England and the rest of the world has been shocked by the killing of 4 people near the village of Chevaline, not far from Lake Annecy. A little girl was found alive during the nigth hide in the car. It takes few hours to the Gendarmes to realize she was there just because the law prohibits to change the scene of crime before the intervention of the scientific legal services and because she didn't speak and she did'nt moove : nobody saw her before.

As a criminal lawyer, I know that the french legal system is very different from the english one because I already have the chance to work with barristers and sollictors from UK. So, what's going to happen now? 
In France, the criminal procedure is different from England. In theory, lawyers can't have an access to the file during what we call the "enquête de flagrance". This, is the first step of the procédure. When the crime is discovered, policemen work under the authority of the "Procureur" who's in charge of the prosecutions. The maximum delay for that kind of procedure is 15 days.

A second step is possible : this is the "enquête préliminaire" which allow the "procureur" to stay the boss of the investigations longer.

After that, this is another judge whose name is "Juge d'Instruction" who will investigate at the request of the Procureur by a legal document : the "réquisitoire introductif d'instance".

This is theory, but in fact, in that kind of crime, the "Procureur" often asks  immediatly the "Juge d'Instruction" to open the official investigations. That's what we call in France the opening of the "information judiciaire".

The victim's family lawyer (the family can choose a lawyer everywhere in France and not only near the crimescene) will be authorized to see the official file as soon as he will inform the judge that his clients decide do be part of the investigation by a letter. We say in our legal system that they decide to be "partie civile".  The "juge d'instruction" is the judge who will give instructions to the Gendarmerie, he's the new boss of the investigations : he works in a close collaboration with it. 
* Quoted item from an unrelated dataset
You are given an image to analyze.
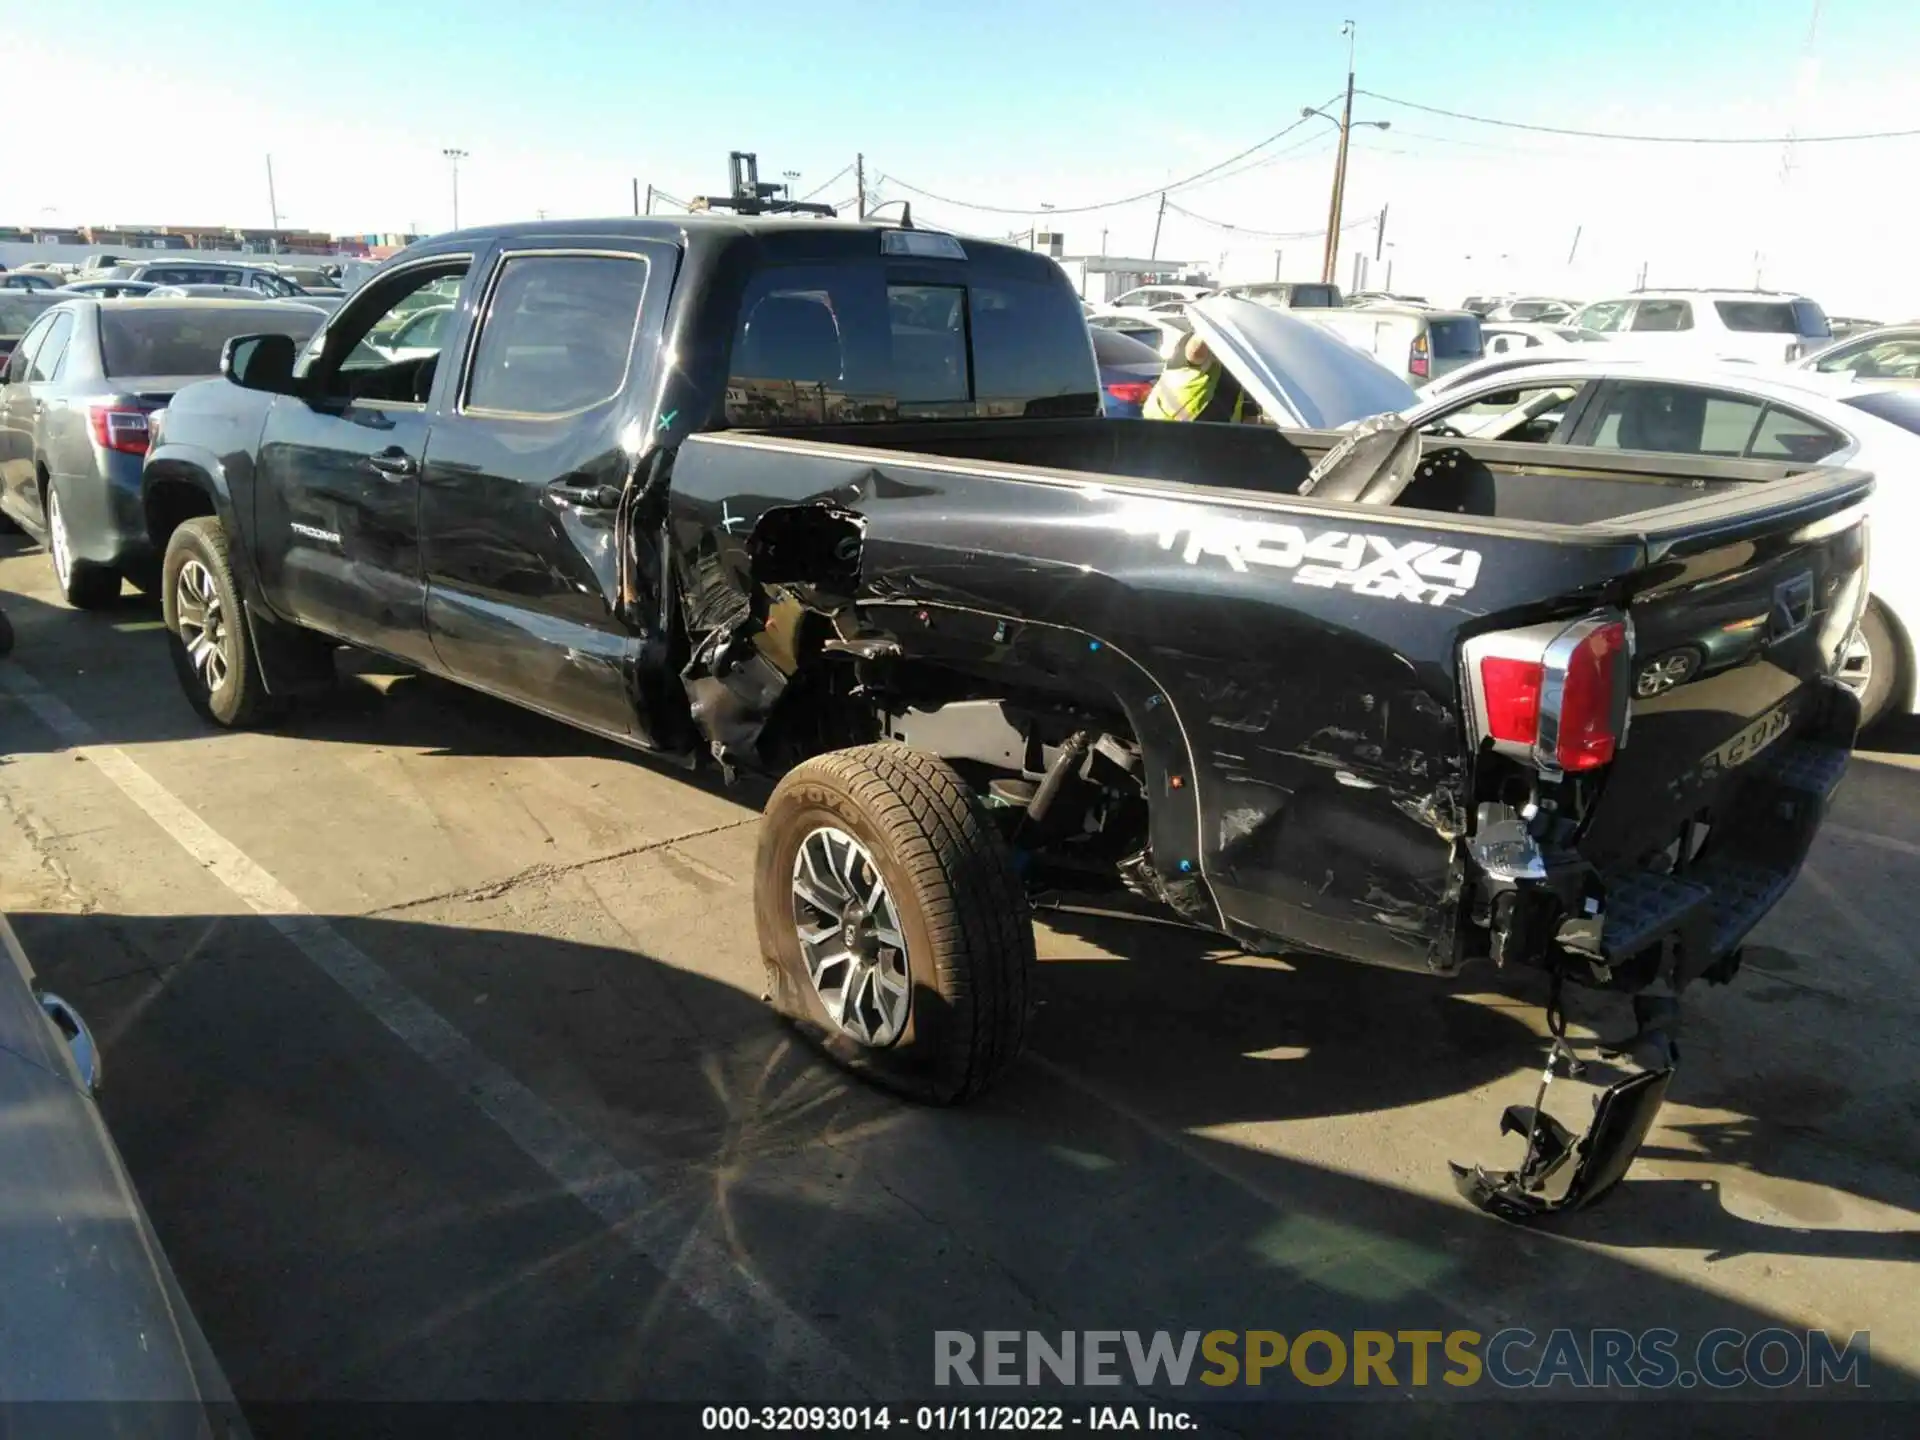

As soon as the lawyer's victim family is officialy part of the file, he can asks the judge to do all kind of investigations : interview people, order a scientific operation and so on... he contributes to the building of the investigations, but he has to be a specialist to be efficient.

Something more to understand : in France we have two kind of "police" : the Police and the Gendarmerie. The fisrt one is a civil police, like in many other countries. And the Gendarmerie (like the Guardia Civil in Spain) is a military police with civil security missions. It's very appreciate by french people. To say things simply, the Police has a competence in city areas and the Gendarmerie in countryside areas.

In that case, the Gendarmerie is in charge of the case. But it can change if the judge wants to.

If somebody is arrested, he will be presented to the judge with his lawyer after a "garde à vue". The "garde à vue" is "the coercion time" : the suspect is arrested and have to answer to the legal officers. His lawyer his there during all this time. Then, in front of the judge, the suspect can be prosecuted. We say "mis en examen". He's presumed innocent untill the decision of a court.

But he can stay in prison during the investigations : that's what we call "détention provisoire". Of course there are legal conditions for that. 

At the end of the investigations, the "juge d'instruction" will give his point of view  : he's not the one who will say "guilty" or "not guilty" : his only job is to investigate and at the end, to say if, yes or no, there are enough charges to send the suspect in front of a Criminal Court.

For that kind of crime, this is the "Cour d'Assises" which has the competence to judge the case : 3 professionnals judges and 6 simple citizens for the jury.

Last but not least, the penal procedure is, most of the time, very long in France.